Sounds remarkably similar to the arguments against gay marriage, doesn't it? Things got pretty ugly back then, with protests in the streets and violence erupting during Suffragist marches. Adolf Hult, a Lutheran minister during that era, claimed that the suffrage movement had been taken over by "lust and immorality," fearing that the "fall of women" would lead to the fall of the world. If he were alive today, I suspect he would have his own television network and web site. Of course, we all know how it turned out, and some of those predictions did come to pass. Did the end of the world come as a result? I guess it depends on how you look at it. Either way, most of us agree that we all have more freedom now than we had in 1919, and civilization has managed to adapt to the change pretty well. We're never going back, and why the hell would we even want to?


The point of my missive here is this: Freedom is scary. People are basically afraid of freedom, because it threatens the rules upon which they have built their entire lives. Americans love their cultural taboos, social mores and religious institutions because they are a prison that has become comfortable and safe. I can't help but think of James Whitmore's poignant film portrayal of Brooks Hatlen in The Shawshank Redemption, as the old man who can't handle the freedom of life outside his jail cell, and hangs himself in despair. People become institutionalized to tradition. Freedom is very threatening to a pig, in a cage, on antibiotics. It facilitates change, endangering staid lifestyles and ideas about living. That's why freedom always has to be fought for. It takes away people's prisons, and many of the prisoners are unwilling to accept that.

While it can be argued that none of us will ever know true freedom, the Constitution of the United States of America has withstood the ravages of two centuries worth of ignorance, bigotry, stupidity, popular opinion, moral indignation, fear and hatred. In spite of violent and prolonged organized efforts to assert the will of a few upon the majority (with one temporary exception), the Constitution has weathered all storms and continues to insure and extend civil liberties to all Americans. It is among the greatest political documents ever written, and it wouldn't have come to be were it not for a handful of brave and angry men in Philadelphia who drafted and signed their names to the most eloquent "fuck you" ever written some eleven score and seven years ago today. I think they knew what they were doing. And I think they had no idea what they were doing. Collective human genius occurs less frequently than ice ages.
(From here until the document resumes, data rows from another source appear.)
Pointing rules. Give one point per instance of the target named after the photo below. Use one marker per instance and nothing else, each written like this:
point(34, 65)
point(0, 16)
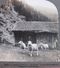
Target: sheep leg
point(31, 53)
point(37, 52)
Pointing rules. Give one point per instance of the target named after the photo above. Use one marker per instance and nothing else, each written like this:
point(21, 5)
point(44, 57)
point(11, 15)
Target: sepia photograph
point(29, 31)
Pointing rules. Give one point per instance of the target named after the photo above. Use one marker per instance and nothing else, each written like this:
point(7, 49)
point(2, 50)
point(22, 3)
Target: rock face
point(8, 19)
point(37, 10)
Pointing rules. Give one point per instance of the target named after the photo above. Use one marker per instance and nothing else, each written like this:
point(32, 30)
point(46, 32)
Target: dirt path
point(16, 54)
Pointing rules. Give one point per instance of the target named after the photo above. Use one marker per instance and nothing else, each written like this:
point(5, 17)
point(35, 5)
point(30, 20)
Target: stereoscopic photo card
point(29, 33)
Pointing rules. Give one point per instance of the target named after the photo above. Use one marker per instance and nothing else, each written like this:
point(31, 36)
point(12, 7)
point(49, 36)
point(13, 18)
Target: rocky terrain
point(8, 19)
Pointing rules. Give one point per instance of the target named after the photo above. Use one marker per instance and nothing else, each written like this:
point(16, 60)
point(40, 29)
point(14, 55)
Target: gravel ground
point(9, 53)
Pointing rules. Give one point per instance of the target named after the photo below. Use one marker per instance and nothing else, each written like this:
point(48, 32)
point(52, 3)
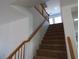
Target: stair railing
point(19, 52)
point(70, 48)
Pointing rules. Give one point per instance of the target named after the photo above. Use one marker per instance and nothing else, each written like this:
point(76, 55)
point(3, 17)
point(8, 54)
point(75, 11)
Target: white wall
point(13, 33)
point(69, 27)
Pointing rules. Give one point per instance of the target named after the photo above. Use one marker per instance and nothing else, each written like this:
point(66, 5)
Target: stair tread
point(44, 57)
point(52, 51)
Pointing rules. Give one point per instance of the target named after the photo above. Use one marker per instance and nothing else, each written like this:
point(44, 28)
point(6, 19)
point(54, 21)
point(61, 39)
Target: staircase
point(53, 44)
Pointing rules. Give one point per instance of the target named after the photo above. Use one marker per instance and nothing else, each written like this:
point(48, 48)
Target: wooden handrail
point(22, 45)
point(41, 10)
point(70, 48)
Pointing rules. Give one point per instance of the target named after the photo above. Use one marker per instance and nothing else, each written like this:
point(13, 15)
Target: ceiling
point(68, 2)
point(53, 7)
point(8, 13)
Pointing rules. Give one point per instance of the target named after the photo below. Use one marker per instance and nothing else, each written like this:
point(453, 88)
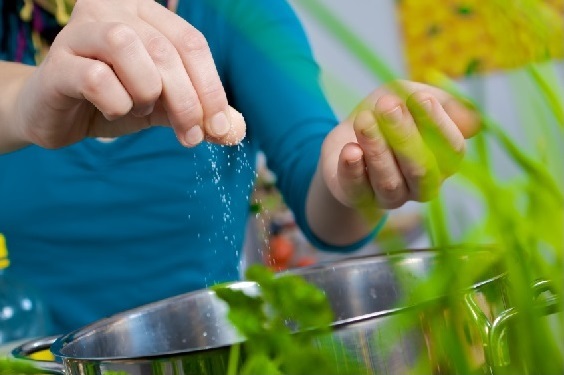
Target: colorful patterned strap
point(28, 27)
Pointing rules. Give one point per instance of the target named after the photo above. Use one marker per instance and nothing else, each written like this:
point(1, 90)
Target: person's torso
point(103, 227)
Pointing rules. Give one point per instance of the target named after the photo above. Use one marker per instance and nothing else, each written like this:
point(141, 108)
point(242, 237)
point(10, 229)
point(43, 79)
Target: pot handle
point(24, 350)
point(494, 334)
point(545, 306)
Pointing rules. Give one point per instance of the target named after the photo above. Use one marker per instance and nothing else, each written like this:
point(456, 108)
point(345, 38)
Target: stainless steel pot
point(189, 334)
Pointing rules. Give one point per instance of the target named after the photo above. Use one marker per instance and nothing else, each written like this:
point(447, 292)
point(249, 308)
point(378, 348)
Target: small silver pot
point(189, 334)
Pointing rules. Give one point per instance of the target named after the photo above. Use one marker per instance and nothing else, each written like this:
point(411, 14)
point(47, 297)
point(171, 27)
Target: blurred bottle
point(23, 315)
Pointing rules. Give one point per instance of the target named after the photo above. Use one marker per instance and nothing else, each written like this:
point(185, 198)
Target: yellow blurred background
point(462, 37)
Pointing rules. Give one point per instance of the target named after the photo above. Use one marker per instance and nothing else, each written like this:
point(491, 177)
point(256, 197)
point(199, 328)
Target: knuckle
point(418, 173)
point(96, 76)
point(459, 147)
point(378, 152)
point(193, 41)
point(390, 188)
point(190, 110)
point(119, 36)
point(212, 93)
point(160, 49)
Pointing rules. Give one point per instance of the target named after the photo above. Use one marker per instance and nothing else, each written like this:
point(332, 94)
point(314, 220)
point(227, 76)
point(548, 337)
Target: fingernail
point(194, 136)
point(371, 132)
point(353, 163)
point(143, 111)
point(220, 125)
point(395, 115)
point(426, 105)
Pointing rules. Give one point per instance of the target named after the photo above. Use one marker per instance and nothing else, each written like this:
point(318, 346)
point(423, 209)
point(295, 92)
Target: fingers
point(438, 130)
point(94, 81)
point(119, 46)
point(415, 159)
point(386, 178)
point(352, 176)
point(156, 56)
point(462, 112)
point(196, 59)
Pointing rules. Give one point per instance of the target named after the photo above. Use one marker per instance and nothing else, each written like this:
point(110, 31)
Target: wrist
point(13, 108)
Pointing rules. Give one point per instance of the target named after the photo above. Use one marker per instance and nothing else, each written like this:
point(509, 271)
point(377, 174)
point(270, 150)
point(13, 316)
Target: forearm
point(12, 79)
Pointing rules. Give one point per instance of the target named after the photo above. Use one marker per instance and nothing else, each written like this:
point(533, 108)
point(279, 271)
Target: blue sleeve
point(274, 81)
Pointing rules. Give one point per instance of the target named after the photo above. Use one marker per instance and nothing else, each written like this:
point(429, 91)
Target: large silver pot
point(189, 334)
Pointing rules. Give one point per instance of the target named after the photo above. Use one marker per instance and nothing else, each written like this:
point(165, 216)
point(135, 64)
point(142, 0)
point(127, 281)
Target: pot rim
point(66, 339)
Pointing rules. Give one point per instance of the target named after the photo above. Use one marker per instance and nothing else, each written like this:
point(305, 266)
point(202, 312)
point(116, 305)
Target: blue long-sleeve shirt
point(104, 227)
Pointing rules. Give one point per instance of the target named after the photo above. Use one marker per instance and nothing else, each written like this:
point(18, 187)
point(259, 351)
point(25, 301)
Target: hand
point(122, 66)
point(400, 144)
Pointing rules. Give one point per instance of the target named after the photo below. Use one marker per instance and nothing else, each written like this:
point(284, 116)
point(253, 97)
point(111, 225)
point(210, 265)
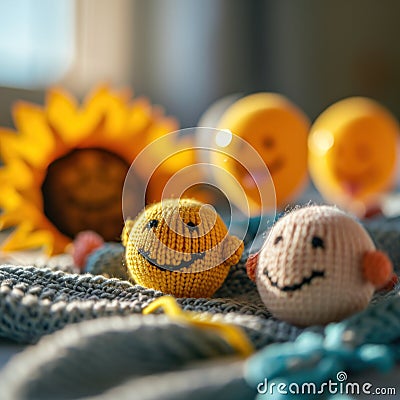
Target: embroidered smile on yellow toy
point(180, 247)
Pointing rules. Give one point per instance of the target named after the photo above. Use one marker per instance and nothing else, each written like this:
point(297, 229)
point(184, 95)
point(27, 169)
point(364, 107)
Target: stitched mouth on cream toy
point(296, 286)
point(183, 264)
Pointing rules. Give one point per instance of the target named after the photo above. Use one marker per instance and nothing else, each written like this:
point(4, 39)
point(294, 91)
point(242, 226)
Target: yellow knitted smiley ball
point(352, 153)
point(317, 266)
point(180, 247)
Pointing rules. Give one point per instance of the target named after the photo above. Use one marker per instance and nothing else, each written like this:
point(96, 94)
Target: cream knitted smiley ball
point(318, 265)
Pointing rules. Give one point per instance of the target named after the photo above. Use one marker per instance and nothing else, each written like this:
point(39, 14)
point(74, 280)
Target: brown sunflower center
point(83, 190)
If you're an American and you believe in a god, fall on your knees and give thanks for the freedom you have today, for wisdom and sanity may not prevail. Dark clouds are forming on the horizon in the current political climate, for liberty and democracy are in jeopardy, as ever. But do not fear freedom, and do not feel threatened by a world that is larger than your understanding. Change is inevitable. Evolution is necessary. Our founding fathers commanded it: Let freedom ring.
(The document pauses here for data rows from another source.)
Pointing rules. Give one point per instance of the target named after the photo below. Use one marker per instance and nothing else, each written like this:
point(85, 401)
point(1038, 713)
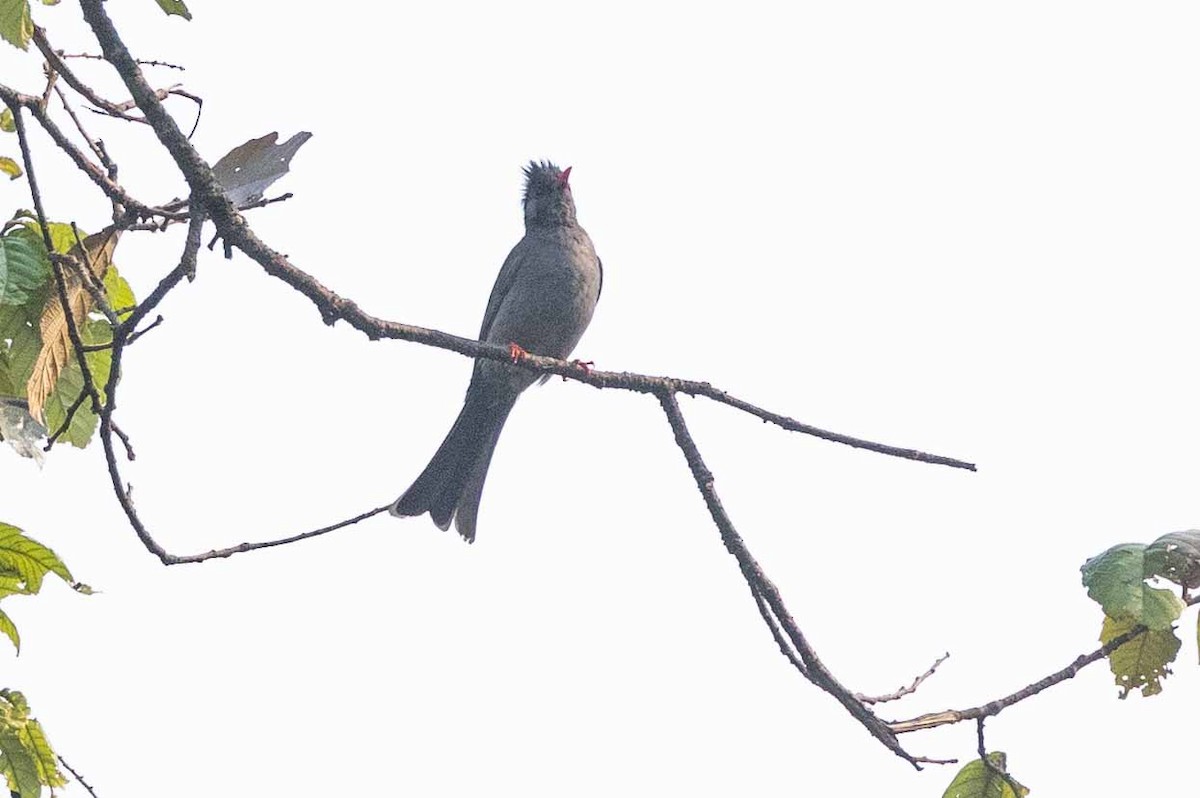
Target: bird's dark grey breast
point(551, 299)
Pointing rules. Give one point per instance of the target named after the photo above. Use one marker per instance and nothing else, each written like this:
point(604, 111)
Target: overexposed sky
point(965, 228)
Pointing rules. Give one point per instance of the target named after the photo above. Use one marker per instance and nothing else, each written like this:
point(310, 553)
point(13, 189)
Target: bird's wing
point(503, 285)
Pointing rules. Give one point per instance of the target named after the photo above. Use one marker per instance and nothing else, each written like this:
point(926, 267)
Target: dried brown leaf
point(57, 349)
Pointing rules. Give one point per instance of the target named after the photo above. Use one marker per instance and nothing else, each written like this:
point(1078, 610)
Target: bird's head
point(547, 199)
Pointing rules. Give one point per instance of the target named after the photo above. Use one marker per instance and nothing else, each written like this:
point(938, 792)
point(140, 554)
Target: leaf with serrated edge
point(1144, 661)
point(34, 737)
point(1116, 580)
point(977, 780)
point(16, 24)
point(22, 432)
point(1176, 557)
point(19, 765)
point(120, 295)
point(23, 268)
point(57, 347)
point(30, 557)
point(250, 168)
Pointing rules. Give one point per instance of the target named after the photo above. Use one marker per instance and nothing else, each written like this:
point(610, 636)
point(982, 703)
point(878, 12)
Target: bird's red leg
point(586, 365)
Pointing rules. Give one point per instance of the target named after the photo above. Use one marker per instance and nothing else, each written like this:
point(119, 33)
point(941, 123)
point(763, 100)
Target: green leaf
point(29, 558)
point(175, 7)
point(24, 268)
point(16, 24)
point(977, 779)
point(34, 737)
point(23, 347)
point(19, 766)
point(63, 235)
point(1141, 663)
point(1176, 558)
point(10, 630)
point(1116, 581)
point(18, 429)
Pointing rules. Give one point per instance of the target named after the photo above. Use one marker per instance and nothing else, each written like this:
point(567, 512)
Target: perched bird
point(541, 303)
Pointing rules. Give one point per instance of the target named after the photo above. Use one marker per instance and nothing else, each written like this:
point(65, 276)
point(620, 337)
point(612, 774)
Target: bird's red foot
point(586, 365)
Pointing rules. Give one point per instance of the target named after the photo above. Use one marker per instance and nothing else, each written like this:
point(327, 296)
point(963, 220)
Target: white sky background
point(958, 227)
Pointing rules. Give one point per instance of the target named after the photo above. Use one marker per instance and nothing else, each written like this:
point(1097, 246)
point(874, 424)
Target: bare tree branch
point(904, 691)
point(935, 719)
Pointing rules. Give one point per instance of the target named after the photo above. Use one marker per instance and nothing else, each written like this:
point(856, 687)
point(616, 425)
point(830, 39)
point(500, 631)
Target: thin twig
point(141, 61)
point(904, 691)
point(66, 421)
point(55, 61)
point(763, 588)
point(125, 442)
point(59, 280)
point(268, 544)
point(78, 778)
point(138, 334)
point(91, 143)
point(97, 175)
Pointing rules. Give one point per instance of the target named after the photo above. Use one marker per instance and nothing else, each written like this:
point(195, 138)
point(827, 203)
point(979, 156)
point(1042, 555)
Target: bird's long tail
point(451, 485)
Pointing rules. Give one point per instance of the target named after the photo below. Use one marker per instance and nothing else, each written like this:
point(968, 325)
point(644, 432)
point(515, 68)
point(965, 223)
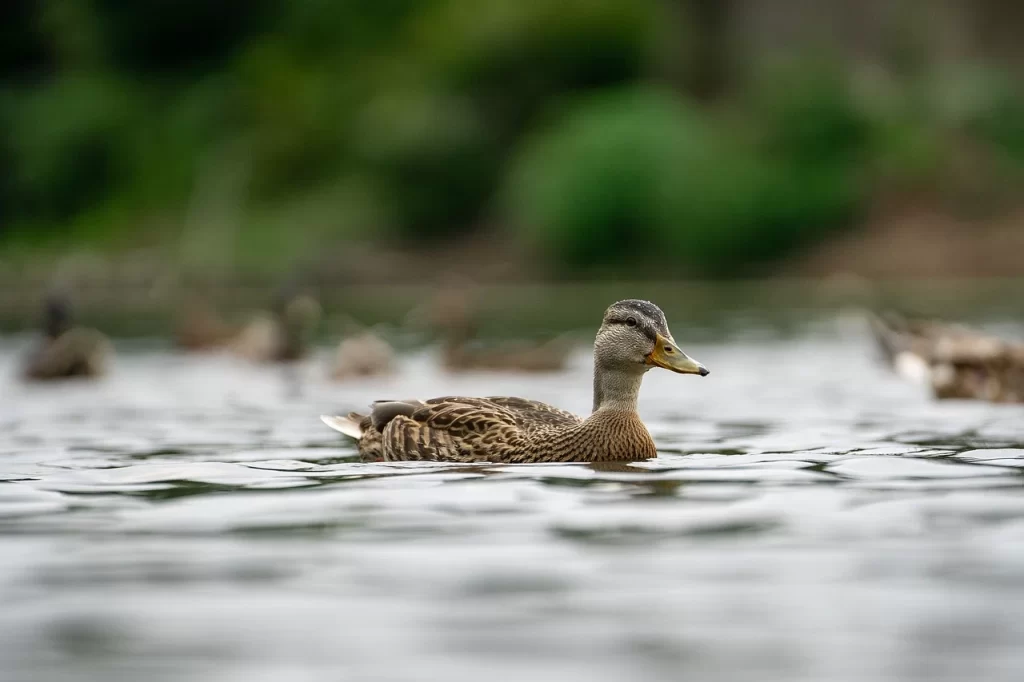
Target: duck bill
point(668, 355)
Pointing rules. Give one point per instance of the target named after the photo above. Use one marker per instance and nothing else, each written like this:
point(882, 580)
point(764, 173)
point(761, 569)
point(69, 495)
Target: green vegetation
point(251, 134)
The liberties of our country, the freedom of our civil Constitution, are worth defending at all hazards; and it is our duty to defend them against all attacks. We have received them as a fair inheritance from our worthy ancestors: they purchased them for us with toil and danger and expense of treasure and blood, and transmitted them to us with care and diligence. It will bring an everlasting mark of infamy on the present generation, enlightened as it is, if we should suffer them to be wrested from us by violence without a struggle, or to be cheated out of them by the artifices of false and designing men.

Samuel Adams


Source information:
http://www.boston.com/dailyglobe2/184/oped/The_threat_from_gay_marriage+.shtml
http://www.nebraskastudies.org/0700/stories/0701_0112.html
http://www.amazon.com/exec/obidos/tg/detail/-/B000022TSY/103-7815267-3793442?vi=quotes-trivia

Many thanks to izubachi and Starke for their suggestions.
1 This line was originally phrased with the opposite meaning (as a joke), but I discovered that it just looked ignorant.